Then agan I`ve seen a couple turn the heat wide open :eek:
 
Yeah, not much can be said until you know what temp you are at.

The melting point of zinc is not much higher than lead, so you need to be watchful as your weights start to melt so that you can spoon off whatever is floating.

Steve
 
Thanks for the input everyone. At this point, I am very certain it must be zinc contamination. I do not own a thermometer so I probably turned the heat up too hot not thinking it would do any harm. I mistakenly thought zinc had a much higher melting temp than it does. I will soon have an RCBS thermometer on order and will not make this same mistake again. Instead it will be all new mistakes :)

My next adventure will be to alloy antimony with lead and tin. That zinc batch was all the wheel weights I had, but I still have a few hundred pounds of range lead (99.9% from muzzleloaders so it is most likely mostly pure lead) that I melted into ingots and some 50/50 solder and antimony shot to get some alloy to the hardness I want it.
 
rgitzlaff

At least ya got a line on some more lead to work with !!!!

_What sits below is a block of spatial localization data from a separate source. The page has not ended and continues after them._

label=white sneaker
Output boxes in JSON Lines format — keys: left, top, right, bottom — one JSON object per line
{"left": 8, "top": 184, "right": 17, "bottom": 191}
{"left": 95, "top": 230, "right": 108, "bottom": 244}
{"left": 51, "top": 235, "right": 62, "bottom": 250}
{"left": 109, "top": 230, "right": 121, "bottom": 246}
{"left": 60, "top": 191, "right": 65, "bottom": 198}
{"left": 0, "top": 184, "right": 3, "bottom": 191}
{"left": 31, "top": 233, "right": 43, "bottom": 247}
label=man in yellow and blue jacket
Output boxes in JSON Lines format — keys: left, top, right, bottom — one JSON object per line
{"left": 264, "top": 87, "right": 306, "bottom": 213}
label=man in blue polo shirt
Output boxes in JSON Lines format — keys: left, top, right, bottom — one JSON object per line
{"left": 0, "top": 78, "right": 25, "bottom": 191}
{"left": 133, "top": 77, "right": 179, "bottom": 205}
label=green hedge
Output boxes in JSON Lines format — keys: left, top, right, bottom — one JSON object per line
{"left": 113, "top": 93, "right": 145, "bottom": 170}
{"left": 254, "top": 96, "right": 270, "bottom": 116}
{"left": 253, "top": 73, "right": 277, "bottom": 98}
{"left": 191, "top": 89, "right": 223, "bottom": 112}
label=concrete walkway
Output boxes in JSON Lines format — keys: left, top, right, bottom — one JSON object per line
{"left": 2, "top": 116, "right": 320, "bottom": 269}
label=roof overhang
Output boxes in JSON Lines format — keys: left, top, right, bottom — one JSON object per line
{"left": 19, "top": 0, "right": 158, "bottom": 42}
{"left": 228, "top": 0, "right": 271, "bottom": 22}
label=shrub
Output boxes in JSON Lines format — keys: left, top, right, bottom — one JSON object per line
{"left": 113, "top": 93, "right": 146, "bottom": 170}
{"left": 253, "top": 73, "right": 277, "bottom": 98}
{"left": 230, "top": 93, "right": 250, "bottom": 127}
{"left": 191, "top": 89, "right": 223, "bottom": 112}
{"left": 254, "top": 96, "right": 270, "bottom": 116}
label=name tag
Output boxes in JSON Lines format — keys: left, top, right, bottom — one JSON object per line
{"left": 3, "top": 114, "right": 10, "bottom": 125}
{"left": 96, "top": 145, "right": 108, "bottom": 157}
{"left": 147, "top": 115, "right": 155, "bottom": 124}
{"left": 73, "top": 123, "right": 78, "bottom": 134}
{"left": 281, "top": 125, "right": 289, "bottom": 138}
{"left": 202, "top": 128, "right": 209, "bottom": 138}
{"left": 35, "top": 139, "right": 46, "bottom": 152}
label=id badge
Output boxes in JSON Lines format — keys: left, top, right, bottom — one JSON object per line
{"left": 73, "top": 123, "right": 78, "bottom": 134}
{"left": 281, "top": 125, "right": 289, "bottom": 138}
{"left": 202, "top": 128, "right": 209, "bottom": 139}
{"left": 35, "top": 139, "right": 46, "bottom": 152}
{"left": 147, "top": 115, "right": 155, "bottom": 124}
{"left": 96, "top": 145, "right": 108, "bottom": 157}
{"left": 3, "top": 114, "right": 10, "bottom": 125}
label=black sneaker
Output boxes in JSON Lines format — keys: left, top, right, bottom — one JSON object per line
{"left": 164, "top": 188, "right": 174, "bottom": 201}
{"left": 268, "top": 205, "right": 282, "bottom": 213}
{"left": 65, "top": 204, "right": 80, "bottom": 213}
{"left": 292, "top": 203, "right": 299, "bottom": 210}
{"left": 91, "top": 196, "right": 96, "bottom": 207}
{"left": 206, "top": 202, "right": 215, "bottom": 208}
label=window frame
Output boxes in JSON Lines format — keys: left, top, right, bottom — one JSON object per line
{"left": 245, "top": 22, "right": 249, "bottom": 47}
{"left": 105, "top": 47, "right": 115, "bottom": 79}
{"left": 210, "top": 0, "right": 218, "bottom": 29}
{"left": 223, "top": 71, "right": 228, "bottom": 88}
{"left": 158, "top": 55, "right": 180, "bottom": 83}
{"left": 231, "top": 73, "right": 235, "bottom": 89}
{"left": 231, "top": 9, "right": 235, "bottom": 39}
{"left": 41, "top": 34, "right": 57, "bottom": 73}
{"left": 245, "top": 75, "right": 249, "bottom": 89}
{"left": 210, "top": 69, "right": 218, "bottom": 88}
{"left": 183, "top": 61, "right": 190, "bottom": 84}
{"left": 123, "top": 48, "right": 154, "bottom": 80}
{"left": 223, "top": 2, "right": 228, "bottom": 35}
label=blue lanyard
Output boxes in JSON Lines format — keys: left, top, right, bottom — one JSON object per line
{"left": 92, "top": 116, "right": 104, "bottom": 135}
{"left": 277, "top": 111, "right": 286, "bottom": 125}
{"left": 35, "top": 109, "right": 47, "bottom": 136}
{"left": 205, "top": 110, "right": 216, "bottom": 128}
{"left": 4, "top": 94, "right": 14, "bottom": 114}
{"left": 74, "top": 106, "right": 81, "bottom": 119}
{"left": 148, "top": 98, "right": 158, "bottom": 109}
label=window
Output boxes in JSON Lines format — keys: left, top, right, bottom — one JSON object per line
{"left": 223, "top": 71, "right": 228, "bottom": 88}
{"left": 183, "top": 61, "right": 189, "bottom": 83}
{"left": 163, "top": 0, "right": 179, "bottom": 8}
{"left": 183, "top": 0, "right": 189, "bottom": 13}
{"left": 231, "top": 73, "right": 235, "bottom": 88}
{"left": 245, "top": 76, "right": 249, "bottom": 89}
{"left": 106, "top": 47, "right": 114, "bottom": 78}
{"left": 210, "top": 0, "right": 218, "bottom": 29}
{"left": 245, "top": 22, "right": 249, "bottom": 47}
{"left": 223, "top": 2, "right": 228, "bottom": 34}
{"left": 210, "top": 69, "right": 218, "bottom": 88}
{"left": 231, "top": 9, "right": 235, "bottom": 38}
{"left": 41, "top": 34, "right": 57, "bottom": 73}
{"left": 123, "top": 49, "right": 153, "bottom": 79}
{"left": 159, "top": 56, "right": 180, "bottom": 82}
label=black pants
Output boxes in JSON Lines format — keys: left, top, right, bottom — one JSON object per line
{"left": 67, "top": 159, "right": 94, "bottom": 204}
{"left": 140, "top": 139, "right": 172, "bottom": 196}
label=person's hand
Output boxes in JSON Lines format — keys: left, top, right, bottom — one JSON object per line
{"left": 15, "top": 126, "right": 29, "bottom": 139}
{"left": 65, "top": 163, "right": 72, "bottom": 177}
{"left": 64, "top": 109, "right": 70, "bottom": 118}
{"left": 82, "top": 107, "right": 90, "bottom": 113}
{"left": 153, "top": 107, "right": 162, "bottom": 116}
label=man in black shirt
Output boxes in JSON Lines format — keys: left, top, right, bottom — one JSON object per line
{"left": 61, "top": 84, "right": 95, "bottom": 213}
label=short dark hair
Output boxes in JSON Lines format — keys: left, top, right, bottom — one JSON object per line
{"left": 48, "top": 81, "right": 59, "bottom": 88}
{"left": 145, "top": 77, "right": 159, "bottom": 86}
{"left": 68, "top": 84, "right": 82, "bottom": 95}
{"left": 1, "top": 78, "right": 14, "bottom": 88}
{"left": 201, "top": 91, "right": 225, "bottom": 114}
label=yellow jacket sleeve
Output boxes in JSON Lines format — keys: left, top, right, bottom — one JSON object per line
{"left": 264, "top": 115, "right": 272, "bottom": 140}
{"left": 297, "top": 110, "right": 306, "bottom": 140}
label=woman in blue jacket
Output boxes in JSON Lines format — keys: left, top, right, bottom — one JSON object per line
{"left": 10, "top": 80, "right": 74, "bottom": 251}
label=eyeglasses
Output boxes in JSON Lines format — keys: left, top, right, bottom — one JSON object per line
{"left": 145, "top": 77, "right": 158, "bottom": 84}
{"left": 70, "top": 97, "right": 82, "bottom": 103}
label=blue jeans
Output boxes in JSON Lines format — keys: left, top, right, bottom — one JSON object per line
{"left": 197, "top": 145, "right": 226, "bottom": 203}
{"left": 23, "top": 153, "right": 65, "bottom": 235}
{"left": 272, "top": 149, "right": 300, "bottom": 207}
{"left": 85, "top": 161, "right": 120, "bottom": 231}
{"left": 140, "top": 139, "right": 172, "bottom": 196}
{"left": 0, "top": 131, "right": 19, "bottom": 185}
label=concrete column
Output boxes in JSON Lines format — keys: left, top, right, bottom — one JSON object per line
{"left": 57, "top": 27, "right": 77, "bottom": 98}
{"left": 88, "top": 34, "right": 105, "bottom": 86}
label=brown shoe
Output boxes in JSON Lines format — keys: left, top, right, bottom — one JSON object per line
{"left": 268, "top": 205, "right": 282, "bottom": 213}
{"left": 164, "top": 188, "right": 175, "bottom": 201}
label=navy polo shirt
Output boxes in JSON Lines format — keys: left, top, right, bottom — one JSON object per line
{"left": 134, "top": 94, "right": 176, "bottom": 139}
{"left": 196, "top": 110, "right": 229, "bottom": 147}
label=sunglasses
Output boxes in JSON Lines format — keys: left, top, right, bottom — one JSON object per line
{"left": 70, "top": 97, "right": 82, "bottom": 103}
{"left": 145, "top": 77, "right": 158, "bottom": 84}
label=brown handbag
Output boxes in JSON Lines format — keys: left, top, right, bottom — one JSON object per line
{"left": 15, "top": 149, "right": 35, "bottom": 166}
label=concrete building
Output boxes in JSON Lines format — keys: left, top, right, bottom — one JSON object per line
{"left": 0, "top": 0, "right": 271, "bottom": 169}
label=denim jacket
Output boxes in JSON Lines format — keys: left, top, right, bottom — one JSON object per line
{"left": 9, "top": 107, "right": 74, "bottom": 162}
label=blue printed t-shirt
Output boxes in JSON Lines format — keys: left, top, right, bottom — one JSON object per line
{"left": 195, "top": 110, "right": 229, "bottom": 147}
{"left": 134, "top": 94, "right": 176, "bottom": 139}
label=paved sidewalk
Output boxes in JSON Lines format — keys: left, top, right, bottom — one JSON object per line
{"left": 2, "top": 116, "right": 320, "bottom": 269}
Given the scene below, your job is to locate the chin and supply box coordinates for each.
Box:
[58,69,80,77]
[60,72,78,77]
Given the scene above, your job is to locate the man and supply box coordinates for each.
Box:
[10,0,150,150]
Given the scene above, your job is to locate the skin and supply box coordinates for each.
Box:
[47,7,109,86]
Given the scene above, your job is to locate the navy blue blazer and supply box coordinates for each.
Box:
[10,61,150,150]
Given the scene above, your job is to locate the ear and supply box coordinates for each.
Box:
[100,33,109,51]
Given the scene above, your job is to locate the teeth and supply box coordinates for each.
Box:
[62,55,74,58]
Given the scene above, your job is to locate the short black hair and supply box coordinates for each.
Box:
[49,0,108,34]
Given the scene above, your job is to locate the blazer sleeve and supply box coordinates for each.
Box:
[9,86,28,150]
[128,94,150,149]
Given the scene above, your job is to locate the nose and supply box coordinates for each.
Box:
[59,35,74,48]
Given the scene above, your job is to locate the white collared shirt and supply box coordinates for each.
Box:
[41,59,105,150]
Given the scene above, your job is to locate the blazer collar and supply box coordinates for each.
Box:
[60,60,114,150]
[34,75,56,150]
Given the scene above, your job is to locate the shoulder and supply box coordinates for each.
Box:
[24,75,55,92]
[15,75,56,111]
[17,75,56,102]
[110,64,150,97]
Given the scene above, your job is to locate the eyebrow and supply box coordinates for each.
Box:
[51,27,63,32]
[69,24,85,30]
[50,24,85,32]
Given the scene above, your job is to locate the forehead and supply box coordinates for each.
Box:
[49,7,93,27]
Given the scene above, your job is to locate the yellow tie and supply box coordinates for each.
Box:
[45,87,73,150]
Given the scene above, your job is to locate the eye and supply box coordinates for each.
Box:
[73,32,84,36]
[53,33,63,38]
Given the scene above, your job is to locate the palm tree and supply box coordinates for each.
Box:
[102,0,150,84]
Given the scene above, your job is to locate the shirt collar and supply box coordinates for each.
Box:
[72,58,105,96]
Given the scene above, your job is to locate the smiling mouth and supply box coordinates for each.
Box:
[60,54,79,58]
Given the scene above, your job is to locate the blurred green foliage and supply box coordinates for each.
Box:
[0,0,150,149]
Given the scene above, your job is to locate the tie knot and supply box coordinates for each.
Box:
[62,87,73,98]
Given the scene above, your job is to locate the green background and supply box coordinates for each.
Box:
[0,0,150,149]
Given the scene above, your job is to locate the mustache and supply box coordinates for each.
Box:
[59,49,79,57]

Alot of MLs use stik on weights which run in the 30-40 to 1 range , tin will only harden lead so much (more than 2-2.5%is wasting tin) but will make it tuffer, antimony is the real hardener with a little arsenic.

If ya keep ya soft seperated (to have a base alloy) you may be able to hook up with some MLs that cast , I have 1 by me that will trade me 2#WW for 1#of stikons , but not a big trade though 10# at the time .

If ya run into a situation to buy some alloy google antimony man !!!!